在一种可能的设计中,所述目标监测力度在第一阈值和第二阈值之间;所述处理单元具体用于:
根据所述历史损失、所述历史监测成本、所述上一回合所述恶意攻击方攻击所述联邦学习模型的成功率、所述上一回合所述联邦学习模型遭受所述恶意攻击方攻击时联盟对应的损失力度、所述上一回合恶意攻击方的攻击几率和预设监测力度模型,确定上一回合的最大监测力度;
判断所述最大监测力度是否大于等于所述第二阈值;
若所述最大监测力度大于等于所述第二阈值,则将所述第二阈值作为所述目标监测力度;
否则,将所述最大监测力度作为所述目标监测力度。
在一种可能的设计中,所述处理单元具体用于:
获取预设的恶意攻击方名单;所述恶意攻击方名单包括所述恶意攻击方的标识信息和所述恶意攻击方的攻击几率之间的对应关系;
根据所述攻击几率和所述恶意攻击方名单,从所述各参与方中识别出恶意攻击方。
在一种可能的设计中,所述监测单元还用于:
根据所述惩罚损失更新所述预设动态监测机制的监测预算,所述监测预算大于所述目标监测力度,用于监测联盟下一回合训练所述各参与方反馈的模型参数。

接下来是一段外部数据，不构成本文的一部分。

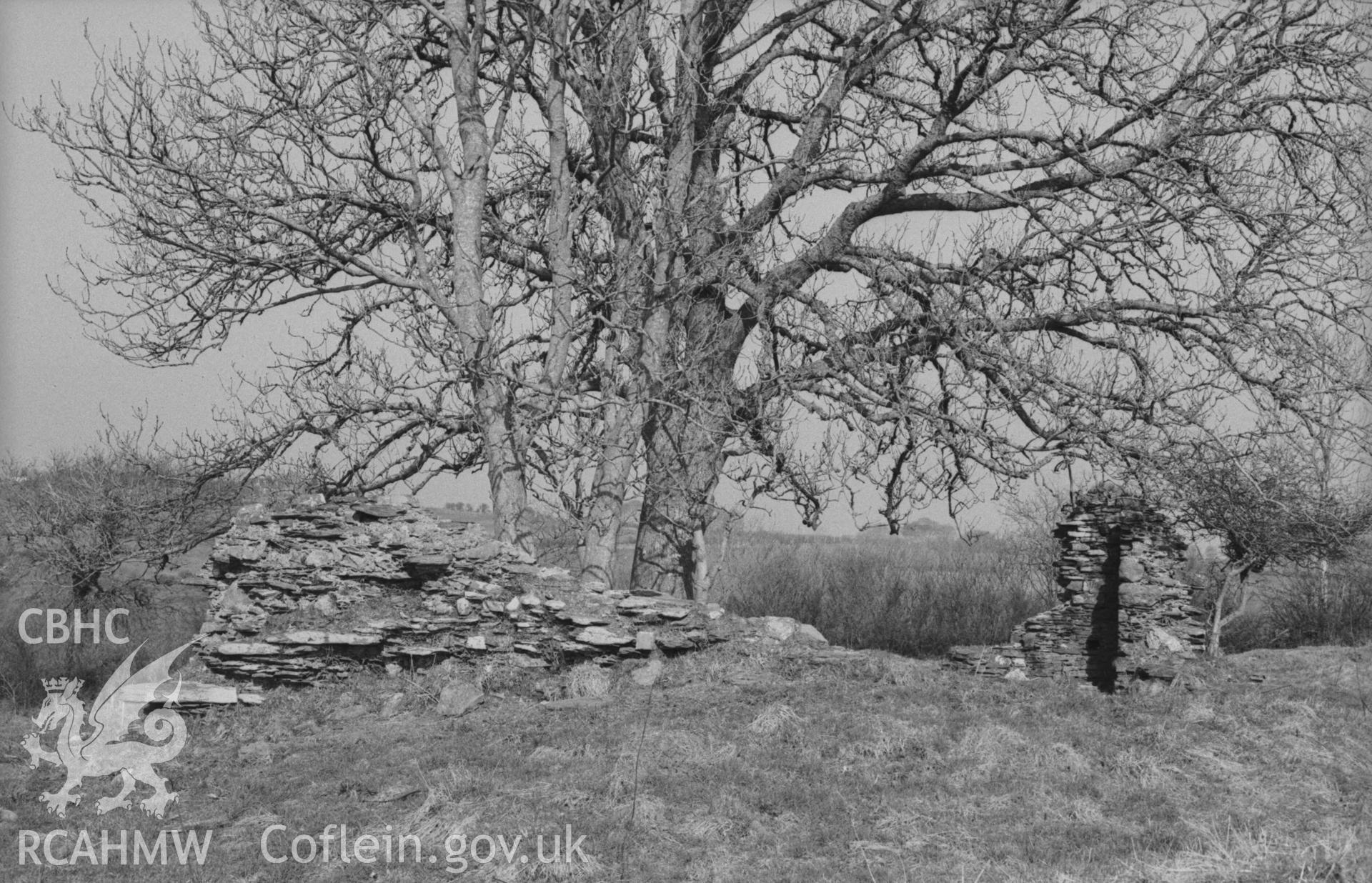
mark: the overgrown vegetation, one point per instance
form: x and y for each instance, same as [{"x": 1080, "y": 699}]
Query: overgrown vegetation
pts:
[
  {"x": 747, "y": 765},
  {"x": 86, "y": 514},
  {"x": 1309, "y": 609},
  {"x": 915, "y": 597}
]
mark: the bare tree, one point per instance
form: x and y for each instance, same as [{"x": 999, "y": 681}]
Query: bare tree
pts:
[
  {"x": 1273, "y": 495},
  {"x": 978, "y": 237},
  {"x": 328, "y": 159},
  {"x": 607, "y": 246}
]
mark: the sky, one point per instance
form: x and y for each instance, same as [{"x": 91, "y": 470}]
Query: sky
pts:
[{"x": 55, "y": 381}]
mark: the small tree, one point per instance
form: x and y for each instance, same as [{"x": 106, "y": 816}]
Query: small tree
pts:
[{"x": 1271, "y": 504}]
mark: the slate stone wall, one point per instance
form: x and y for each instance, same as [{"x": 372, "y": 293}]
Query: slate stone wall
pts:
[
  {"x": 1124, "y": 612},
  {"x": 322, "y": 590}
]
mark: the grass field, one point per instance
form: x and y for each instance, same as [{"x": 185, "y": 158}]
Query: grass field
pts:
[{"x": 750, "y": 765}]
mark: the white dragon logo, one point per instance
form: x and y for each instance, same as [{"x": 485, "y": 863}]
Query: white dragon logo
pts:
[{"x": 106, "y": 749}]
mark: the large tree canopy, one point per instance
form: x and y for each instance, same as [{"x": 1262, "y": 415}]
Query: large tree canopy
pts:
[{"x": 600, "y": 246}]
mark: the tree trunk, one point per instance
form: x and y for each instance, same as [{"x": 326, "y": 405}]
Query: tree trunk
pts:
[
  {"x": 682, "y": 474},
  {"x": 505, "y": 462},
  {"x": 605, "y": 516},
  {"x": 685, "y": 435}
]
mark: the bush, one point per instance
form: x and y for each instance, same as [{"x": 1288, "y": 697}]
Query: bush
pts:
[
  {"x": 915, "y": 597},
  {"x": 86, "y": 514}
]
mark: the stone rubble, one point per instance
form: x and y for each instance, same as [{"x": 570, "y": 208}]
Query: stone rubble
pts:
[
  {"x": 1125, "y": 614},
  {"x": 322, "y": 590}
]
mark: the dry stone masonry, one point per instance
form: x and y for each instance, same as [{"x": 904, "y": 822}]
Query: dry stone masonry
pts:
[
  {"x": 1124, "y": 616},
  {"x": 322, "y": 590}
]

第三方面,本发明提供一种联邦学习装置,所述联邦学习装置包括:至少一个处理器和存储器;其中,所述存储器存储一个或多个计算机程序;当所述存储器存储的一个或多个计算机程序被所述至少一个处理器执行时,使得所述联邦学习装置能够执行上述第一方面或上述第一方面的任意一种可能的设计的方法。

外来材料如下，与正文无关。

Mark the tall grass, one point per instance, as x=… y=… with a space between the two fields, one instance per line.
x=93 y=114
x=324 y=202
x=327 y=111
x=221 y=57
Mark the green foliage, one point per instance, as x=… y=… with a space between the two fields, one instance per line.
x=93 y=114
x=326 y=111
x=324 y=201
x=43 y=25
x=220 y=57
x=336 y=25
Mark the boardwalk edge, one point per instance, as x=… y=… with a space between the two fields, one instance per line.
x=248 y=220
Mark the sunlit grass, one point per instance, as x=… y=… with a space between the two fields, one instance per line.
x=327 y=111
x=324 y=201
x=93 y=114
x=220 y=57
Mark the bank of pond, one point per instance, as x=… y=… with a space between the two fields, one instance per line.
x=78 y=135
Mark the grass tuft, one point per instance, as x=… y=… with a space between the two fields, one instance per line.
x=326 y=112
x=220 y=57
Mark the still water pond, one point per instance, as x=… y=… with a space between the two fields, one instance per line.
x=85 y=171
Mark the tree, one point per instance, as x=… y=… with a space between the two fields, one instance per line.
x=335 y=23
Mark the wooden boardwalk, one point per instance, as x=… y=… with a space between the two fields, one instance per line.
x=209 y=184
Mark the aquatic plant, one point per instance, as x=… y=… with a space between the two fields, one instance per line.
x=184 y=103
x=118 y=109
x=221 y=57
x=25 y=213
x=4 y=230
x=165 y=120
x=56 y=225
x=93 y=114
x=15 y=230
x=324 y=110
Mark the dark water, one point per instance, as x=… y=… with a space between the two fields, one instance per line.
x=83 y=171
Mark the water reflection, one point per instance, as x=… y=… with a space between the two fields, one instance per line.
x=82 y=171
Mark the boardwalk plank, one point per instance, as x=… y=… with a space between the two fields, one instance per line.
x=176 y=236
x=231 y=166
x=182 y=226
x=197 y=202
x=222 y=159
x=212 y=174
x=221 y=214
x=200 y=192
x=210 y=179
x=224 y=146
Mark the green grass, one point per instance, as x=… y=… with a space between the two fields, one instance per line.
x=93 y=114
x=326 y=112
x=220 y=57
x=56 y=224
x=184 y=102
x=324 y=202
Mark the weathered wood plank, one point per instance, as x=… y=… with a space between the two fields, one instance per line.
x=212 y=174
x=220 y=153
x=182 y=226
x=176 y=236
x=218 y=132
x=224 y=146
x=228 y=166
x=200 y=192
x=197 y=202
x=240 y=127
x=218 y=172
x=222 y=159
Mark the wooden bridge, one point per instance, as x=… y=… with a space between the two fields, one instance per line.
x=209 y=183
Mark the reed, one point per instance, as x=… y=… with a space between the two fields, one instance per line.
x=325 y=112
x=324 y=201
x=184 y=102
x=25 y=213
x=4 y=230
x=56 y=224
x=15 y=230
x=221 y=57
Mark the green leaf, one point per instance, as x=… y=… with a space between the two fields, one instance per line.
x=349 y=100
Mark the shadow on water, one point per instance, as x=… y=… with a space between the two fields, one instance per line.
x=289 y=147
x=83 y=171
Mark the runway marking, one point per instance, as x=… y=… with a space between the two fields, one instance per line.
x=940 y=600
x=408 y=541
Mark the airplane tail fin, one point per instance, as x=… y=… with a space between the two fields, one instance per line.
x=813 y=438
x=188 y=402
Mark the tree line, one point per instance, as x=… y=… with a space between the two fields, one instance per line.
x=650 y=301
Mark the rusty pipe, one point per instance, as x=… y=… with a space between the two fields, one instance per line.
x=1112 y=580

第四方面,本发明提供一种计算机可读存储介质,所述计算机可读存储介质存储有计算机指令,当所述计算机指令在计算机上运行时,使得所述计算机能够执行上述第一方面或上述第一方面的任意一种可能的设计的方法。
本发明有益效果如下:
在本发明提供的技术方案中,联邦学习装置通过预设动态监测机制监测联盟本回合训练各参与方反馈的模型参数,并根据所述模型参数和预设攻击几率模型,确定各参与方对联邦学习模型进行攻击的攻击几率,从而可以根据各参与方的攻击几率及时地从各参与方中识别出恶意攻击方。联邦学习装置还可以根据上一回合恶意攻击方的攻击几率和预设监测力度模型,确定上一回合的目标监测力度,从而可以实现根据不同的监测力度对各参与方进行有效监测。联邦学习装置还可以根据上一回合的目标监测力度和预设惩罚力度模型,确定本回合联盟针对恶意攻击方的惩罚力度,并根据所述惩罚力度,确定恶意攻击方的惩罚损失并发送给恶意攻击方,从而可以威慑恶意攻击方,以达到防范恶意攻击方攻击联邦学习模型的目的,进而可以有效降低恶意攻击方攻击联邦学习模型的成功率。
为了更清楚地说明本发明实施例中的技术方案,下面将对实施例描述中所需要使用的附图作简要介绍,显而易见地,下面描述中的附图仅仅是本发明的一些实施例,对于本领域的普通技术人员来讲,在不付出创造性劳动的前提下,还可以根据这些附图获得其他的附图。
图1为本发明实施例提供的一种应对攻击的方法的流程示意图;
图2为本发明实施例提供的一种联邦学习装置按照预设动态监测机制监测各参与方的 过程示意图;
图3为本发明实施例提供的一种联邦学习装置的结构示意图;
图4为本发明实施例提供的一种联邦学习装置的结构示意图。
为了使本发明的目的、技术方案和优点更加清楚,下面将结合附图对本发明作进一步地详细描述,显然,所描述的实施例仅仅是本发明一部分实施例,而不是全部的实施例。基于本发明中的实施例,本领域普通技术人员在没有做出创造性劳动前提下所获得的所有其它实施例,都属于本发明保护的范围。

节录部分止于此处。